The fiction has to be constructed with some care in the other direction, too. Some features don’t appear at all until they’re configured, so the demo data has to be rich enough to unlock everything the videos teach. The one-tap mileage button needs a home-base address before it will show itself, so the demo data includes one. For the address I picked a brewery a few streets over that we like to hang out at, which satisfies both halves of the rule: rich enough to unlock the feature, and verifiably fake.


Living with it

Here’s why “the video is a compiled program” matters. Every product help video ever filmed starts rotting the day it’s published. The interface changes, the video is now wrong, and re-filming is so tedious that mostly nobody does, which is why the internet is full of tutorials for versions of software that no longer exist.

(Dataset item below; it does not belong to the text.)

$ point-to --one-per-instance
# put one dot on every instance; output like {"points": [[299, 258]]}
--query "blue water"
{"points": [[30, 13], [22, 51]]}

My videos still rot. Literally within two hours of shipping, I had redesigned one page, added a label to another, and added a whole new tab to the navigation, and three videos went stale almost immediately. What changed is what happens next. Each fix was one command and a couple of minutes, and the freshly rebuilt videos simply replaced the old ones. There was one wrinkle where the internet itself kept showing everyone the old copies for a while (networks keep cached copies of files to serve them faster, and mine didn’t know the videos had changed) but that too had a small, boring fix, covered in the companion post.

The discipline that emerged is a single question, asked after every change I ship: which videos show the screens I just touched? I rebuild those and move on. Nothing reminds me to ask it yet, and the system only stays cheap as long as someone does, so the question is headed for a checklist. In the meantime, every rebuild means I get to watch the ghost hand glide through the apps again, and that hasn’t gotten old yet.